15 Nisan 2022 tarihinde yürürlüğe giren düzenleme ile tüm yatırım fonlarında katılma paylarının fona iadesinden doğan gelirlere istisna tanındı. Girişim sermayesi yatırım fonları için de bu istisna yeni uygulanmaya başlandı.

Kurumları Türk lirası (TL) cinsinden yatırım enstrümanlarına yönlendirmek amacıyla, 2022 yılında yapılan düzenlemelerle yatırım fonlarından elde edilen gelirlere yönelik bazı vergisel avantajlar sağlandı.

Bugünlerde bankaların büyük gruplara TL cinsinden ihraç edilmiş yatırım fonu katılma payı almaları veya kendilerine özel yatırım fonu kurmaları yönünde tavsiyelerde bulunduklarını gözlemliyorum. Bankaların buna zorlandığı, kendilerine özellikle dövize yatırım yapanları TL enstrümanlara yönlendirmeleri konusunda hedefler verildiği yönünde dedikodular dolaşıyor.

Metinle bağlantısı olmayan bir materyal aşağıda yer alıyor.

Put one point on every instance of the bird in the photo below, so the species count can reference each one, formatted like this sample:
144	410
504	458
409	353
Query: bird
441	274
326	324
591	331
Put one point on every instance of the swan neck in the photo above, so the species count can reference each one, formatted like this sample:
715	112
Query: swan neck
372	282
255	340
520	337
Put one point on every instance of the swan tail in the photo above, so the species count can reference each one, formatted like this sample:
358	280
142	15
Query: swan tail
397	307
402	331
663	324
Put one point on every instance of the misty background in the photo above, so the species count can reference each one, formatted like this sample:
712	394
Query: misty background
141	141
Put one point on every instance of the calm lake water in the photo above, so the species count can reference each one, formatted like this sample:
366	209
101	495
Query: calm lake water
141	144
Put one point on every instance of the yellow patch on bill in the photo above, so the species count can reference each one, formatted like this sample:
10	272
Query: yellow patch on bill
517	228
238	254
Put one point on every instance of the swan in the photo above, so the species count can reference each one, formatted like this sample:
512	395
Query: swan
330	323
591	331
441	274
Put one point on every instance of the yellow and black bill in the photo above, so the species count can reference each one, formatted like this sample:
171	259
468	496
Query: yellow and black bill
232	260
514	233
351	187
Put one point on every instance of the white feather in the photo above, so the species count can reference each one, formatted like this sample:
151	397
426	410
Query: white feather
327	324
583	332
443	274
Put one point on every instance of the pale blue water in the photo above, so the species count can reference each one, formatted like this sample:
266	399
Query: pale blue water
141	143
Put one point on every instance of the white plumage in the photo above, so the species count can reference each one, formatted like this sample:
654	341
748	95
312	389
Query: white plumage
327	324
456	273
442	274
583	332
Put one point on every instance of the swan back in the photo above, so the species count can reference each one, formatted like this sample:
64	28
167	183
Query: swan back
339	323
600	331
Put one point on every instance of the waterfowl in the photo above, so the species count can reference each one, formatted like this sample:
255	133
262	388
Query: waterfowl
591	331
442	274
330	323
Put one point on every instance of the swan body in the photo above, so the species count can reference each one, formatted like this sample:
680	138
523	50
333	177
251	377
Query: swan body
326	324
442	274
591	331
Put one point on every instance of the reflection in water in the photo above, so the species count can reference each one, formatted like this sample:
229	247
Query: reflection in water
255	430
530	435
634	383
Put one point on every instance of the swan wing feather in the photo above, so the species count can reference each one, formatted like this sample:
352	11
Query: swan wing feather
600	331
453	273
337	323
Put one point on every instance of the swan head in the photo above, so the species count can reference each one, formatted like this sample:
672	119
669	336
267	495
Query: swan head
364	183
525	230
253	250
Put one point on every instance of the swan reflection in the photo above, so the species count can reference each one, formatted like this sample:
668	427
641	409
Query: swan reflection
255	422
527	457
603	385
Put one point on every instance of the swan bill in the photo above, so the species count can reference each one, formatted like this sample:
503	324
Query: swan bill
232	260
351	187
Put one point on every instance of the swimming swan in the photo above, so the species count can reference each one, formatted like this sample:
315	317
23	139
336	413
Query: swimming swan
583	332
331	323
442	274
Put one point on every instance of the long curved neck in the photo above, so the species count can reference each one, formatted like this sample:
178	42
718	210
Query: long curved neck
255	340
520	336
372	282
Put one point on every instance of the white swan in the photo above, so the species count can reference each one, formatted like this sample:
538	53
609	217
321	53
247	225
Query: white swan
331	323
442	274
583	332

Yatırım fonlarına sağlanan vergi avantajları yeni olduğu için bunları bilgilendirme girişimleri olarak değerlendirmek tabii ki mümkün!

Şimdi yatırım fonları ile ilgili vergisel teşviklere kısaca bir göz atalım.

  1. İstisna tüm yatırım fonlarına yaygınlaştırıldı

Değişiklikten önce sadece girişim sermayesi yatırım fonlarından elde edilen kâr payları için kurumlar vergisi istisnası uygulanabiliyordu. 2022 yılı başından itibaren elde edilen kazançlara uygulanmak üzere, diğer yatırım fonlarından elde edilen kar payları da istisna kapsamına alındı.

  1. Katılma paylarının fon iadesinden elde edilen gelirler de istisna kapsamına alındı

Yatırım fonlarından kar payı almak ya da katılma payı fona iade edilmek suretiyle gelir elde edilebiliyor. Kar payı seçeneğinde yatırımcının elindeki katılma payı azalmıyor, ancak fon yatırımcılara kar payı dağıttığı için fonun değeri düşüyor. Katılma payını fona iade seçeneğini ise kısmi tasfiyeye benzetebiliriz. Bu seçenekte yatırımcının elindeki pay fona güncel değerden iade ediliyor, yani yatırımcı iade ettiği oranda fona yatırdığı anapara ve işlemiş getiriden pay alıyor. Bu durumda fon küçülüyor. Fona yatırdığı paraya isabet eden tutar “gelir” sayılmıyor, işlemiş getiri menkul sermaye iradı (kurumlarda kurum kazancı) olarak değerlendiriliyor.

15 Nisan 2022 tarihinde yürürlüğe giren düzenleme ile tüm yatırım fonlarında katılma paylarının fona iadesinden doğan gelirlere de istisna tanındı. Girişim sermayesi yatırım fonları için de bu istisna yeni uygulanmaya başlandı. Girişim sermayesi yatırım fonlarında istisna daha önce kar payları ile sınırlı olarak uygulanmaktaydı.

Böylece tüm yatırım fonlarında istisna uygulaması eşitlenmiş oldu.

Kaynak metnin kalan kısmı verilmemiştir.